In the case of Kleinwort Benson Ltd v Malaysia Mining Corp Bhd (MMC), the
plaintiff's bank, Kleinwort Benson, provided the defendant's subsidiary (MMC) with a
loan of £ 10 million. The defendant provided the plaintiff with two of the letter of
comfort claiming that it is their policy to guarantee that our subsidiary is in a solvent
position. Based on the letter of comfort, the bank took action against the parent co-
defendant until the borrower or affiliate became insolvent. The trial judge held that,
since it was a contractual arrangement, there was an attempt to develop legal ties
and there was little to contradict the assumption. The Court of Appeal considered,
however, the object of the letter of comfort and held that no intention existed. At
that point, the letter was held to be merely a statement of fact of the policy of the
defendant, and offered no future promise or guarantee that the policy would
proceed.

Malaysian case
In the case of North South Properties Sdn Bhd v David Teh Teik Lim & Anor, the letter
was in fact a letter of undertaking and therefore not simply a letter of comfort; thus,
it was binding. The letter was written as they were, the undersigned being the
Company's directors hereby giving them their joint and many undertakings to pay
them on or before 29th day of October the amount of $217,002.50 mentioned in
paragraph 2(two) of the said letter dated 7 May 1991. The Court of Appeal held that,
as a general rule, a letter of comfort is a declaration of moral obligation and is
therefore not meant to have any binding legal effect. However, whether a letter of
consolation is capable of giving rise to a legally binding commitment depends on the
parties' intentions and the conditions or circumstances under which it is issued.

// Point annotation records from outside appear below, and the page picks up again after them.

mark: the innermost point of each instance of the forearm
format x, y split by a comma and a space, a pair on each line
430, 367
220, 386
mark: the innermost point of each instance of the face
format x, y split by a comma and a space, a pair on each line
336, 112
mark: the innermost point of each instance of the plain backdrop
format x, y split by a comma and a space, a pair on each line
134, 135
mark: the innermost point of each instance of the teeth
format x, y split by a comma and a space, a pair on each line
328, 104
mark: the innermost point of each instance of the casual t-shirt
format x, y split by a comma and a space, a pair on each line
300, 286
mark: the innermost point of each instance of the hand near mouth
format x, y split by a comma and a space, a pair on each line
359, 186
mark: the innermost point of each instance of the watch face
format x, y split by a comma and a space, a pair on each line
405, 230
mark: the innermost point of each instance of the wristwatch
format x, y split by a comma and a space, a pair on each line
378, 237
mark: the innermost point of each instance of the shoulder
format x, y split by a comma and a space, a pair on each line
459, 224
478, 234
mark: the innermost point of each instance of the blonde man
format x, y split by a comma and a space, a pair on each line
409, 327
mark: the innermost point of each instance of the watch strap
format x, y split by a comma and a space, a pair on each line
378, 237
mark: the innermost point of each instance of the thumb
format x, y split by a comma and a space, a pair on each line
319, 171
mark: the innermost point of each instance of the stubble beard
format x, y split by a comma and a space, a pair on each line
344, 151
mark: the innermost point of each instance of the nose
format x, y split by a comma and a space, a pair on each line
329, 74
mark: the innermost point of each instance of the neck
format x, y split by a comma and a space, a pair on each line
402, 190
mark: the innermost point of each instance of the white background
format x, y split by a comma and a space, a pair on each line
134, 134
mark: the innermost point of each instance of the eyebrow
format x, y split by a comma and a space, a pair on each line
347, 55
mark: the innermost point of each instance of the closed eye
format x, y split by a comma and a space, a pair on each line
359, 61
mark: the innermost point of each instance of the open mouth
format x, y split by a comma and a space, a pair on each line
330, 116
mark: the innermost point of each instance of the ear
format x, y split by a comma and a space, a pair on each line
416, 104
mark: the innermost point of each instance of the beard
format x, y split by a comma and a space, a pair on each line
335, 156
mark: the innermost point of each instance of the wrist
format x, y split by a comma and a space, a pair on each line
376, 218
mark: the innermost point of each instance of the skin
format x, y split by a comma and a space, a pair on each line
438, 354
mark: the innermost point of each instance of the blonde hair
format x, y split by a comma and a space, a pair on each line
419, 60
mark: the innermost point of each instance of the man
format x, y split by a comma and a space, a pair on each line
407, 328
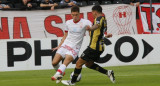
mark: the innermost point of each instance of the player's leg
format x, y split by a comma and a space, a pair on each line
55, 63
94, 66
58, 75
68, 59
57, 58
77, 71
98, 68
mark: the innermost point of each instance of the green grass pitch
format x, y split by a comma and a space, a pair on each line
140, 75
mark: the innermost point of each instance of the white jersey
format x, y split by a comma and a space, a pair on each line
76, 32
74, 39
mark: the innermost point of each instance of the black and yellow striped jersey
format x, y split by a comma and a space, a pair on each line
96, 36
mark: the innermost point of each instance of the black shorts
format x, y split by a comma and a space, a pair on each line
91, 55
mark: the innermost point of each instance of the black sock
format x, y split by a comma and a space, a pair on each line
75, 75
98, 68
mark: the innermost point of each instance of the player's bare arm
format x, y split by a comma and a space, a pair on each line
108, 35
94, 27
64, 37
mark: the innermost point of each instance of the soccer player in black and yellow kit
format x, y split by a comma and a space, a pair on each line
95, 48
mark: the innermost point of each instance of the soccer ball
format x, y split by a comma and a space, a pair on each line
78, 78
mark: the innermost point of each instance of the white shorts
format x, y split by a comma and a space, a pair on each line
67, 50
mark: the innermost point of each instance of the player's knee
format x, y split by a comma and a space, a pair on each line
78, 65
88, 65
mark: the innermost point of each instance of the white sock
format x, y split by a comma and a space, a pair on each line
61, 69
56, 67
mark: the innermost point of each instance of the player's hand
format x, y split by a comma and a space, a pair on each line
88, 27
52, 8
132, 4
108, 35
56, 48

MEMORANDUM OF UNDERSTANDING
The memorandum of understanding, usually referred to as a 'MOU', is a document
identical to a letter of comfort. It was held that the courts looked at the vocabulary,
content and terminology in the contract and clauses such as the substantive law and
jurisdiction clauses to determine the existence of an agreement to create legal
relations. In the case of Lim Hong Liang & Anor v Tan Kim Lan @ Tan Kim Lang &
Anor, as individual shareholders, the parties entered into an MOU in relation to the
power of those businesses. The MOU's opening paragraphs specified that the
Memorandum of Understanding herein lays out the understanding of the parties or
some of the informal matters to be complied with before the parties finalise the
terms and conditions of the formal agreements related to the transactions discussed
herein. The defendants contended that the MOU would not be a legally binding text,
and therefore there were no enforceable rights which the plaintiffs could assert. The
High Court ruled that the parties planned to make the MOU subject to a written
contract to be enforced by all parties after the terms and conditions were finalised.
The MOU remained a negotiating deal until that point. This was further confirmed by
the need to obtain approvals from some appropriate authorities which existed in
some of the MOU clauses. Taking into account the entirety of the terms and
conditions set out in the MOU, the Court held that the parties had no intention of
forming a contract which was legally binding.